Delivery and appearance
Employers can deliver the SBC as a stand-alone document or in combination with other summary materials (for example, a summary plan description), as long as the SBC information is intact and prominently displayed at the beginning of the materials (such as immediately after the Table of Contents in a summary plan description). Given the timing, there’s a great opportunity to use these tools as part of your enrollment campaign.
They can deliver the document in electronic format but must follow the same safe harbor rules that govern other ERISA disclosures. The final regulations reference the recent Request for Information by the DOL as they contemplate possible changes in how legal notices can be electronically delivered. We’ll be watching closely for those developments.
The SBC can be in color or grayscale. The SBC cannot exceed four double-sided pages in length and must not include print smaller than 12-point font.

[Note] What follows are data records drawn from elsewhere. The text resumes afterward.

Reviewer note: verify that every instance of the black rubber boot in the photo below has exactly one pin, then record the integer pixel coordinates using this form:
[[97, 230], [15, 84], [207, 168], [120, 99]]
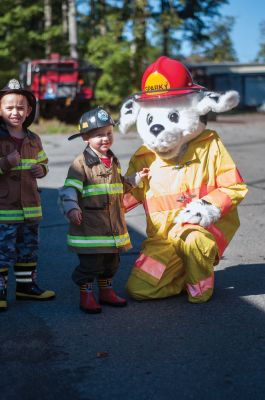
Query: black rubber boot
[[3, 300], [31, 291]]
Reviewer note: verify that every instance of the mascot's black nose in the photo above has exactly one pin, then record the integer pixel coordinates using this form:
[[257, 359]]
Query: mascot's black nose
[[156, 129]]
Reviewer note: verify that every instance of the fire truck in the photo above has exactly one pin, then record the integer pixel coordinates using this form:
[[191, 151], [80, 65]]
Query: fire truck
[[63, 86]]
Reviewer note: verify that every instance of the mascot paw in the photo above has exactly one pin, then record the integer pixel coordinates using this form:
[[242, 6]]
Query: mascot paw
[[198, 212]]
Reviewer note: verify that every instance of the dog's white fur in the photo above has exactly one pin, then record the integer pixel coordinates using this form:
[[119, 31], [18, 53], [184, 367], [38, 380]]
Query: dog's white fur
[[168, 124]]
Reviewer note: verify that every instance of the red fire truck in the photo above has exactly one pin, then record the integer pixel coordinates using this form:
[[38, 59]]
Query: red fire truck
[[63, 86]]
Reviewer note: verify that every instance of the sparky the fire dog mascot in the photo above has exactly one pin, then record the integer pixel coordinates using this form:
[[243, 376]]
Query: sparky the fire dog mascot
[[194, 187]]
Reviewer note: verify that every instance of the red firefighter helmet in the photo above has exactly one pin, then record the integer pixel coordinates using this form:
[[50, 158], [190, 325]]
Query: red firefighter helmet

The DOL will provide translated versions of the template in Spanish, Tagalog, Chinese, and Navajo—255 counties have populations where at least 10 percent are literate only in another language. Five states contain the majority of these counties: Alaska, Arizona, California, New Mexico, and Utah.
The uniform glossary, which must be referenced in the SBC, explains terms commonly used in health insurance coverage, such as “deductible” and “co-payment.” Some definitions, such as “out-of-pocket limit” will need clarification, however. See below. The glossary’s definitions cannot be altered.
The fine print
An interesting nuance—you and your insurance partners are both legally bound to comply with these regulations. The final regulations assume that to avoid wasted effort and resources, you will sort out who will be the responsible party. Unless you plan to engage a new insurance partner for 2013, you will likely need to deal with a contract amendment.
Like other legally required notices, there are fines for “willfully” not providing these documents to plan participants.
Integrating the new requirements
You’ll probably run into several challenges—how to integrate these into your communication campaign, how much help you can expect from your carriers, deciding whether electronic delivery can work at your company, the big changes to the SBC planned for 2014 and others we haven’t even thought about!
For companies who already have robust education about their health plans, this new requirement will feel redundant and unnecessary. But the SBC is offering a chance for all Americans to make apples-to-apples comparisons between their health plan options—whether that’s comparing the multiple options you provide them or contrasting them with options available to them through a spouse or domestic partner’s plan or, starting in 2014, something on the individual market.
And, remember, these won’t replace the need to continue to educate people on their health care plans through effective communication. That’s where your benefits website, social media and all your other communication channels come in.
Any new tool you can add, such as the SBCs, that can help employees understand and appreciate their benefits will ultimately help you, the employer. Year after year, MetLife’s annual Employee Benefits Trends study shows that “employees who are satisfied with benefits are nearly three times as likely to express a strong sense of loyalty to their employers.” That’s good for everyone.
Follow-up: Standard definition to out-of-pocket limit not quite there yet
We want to thank everyone who acted on our call to send an email to the DOL requesting a standard definition to the out-of-pocket limit. Of the 322 comments submitted to the DOL about the SBC, 26 of them, or 8 percent, submitted our one-line wording. The out-of-pocket limit definition is still not perfect, but we know our voices were heard, and the issue is worth continuing to follow.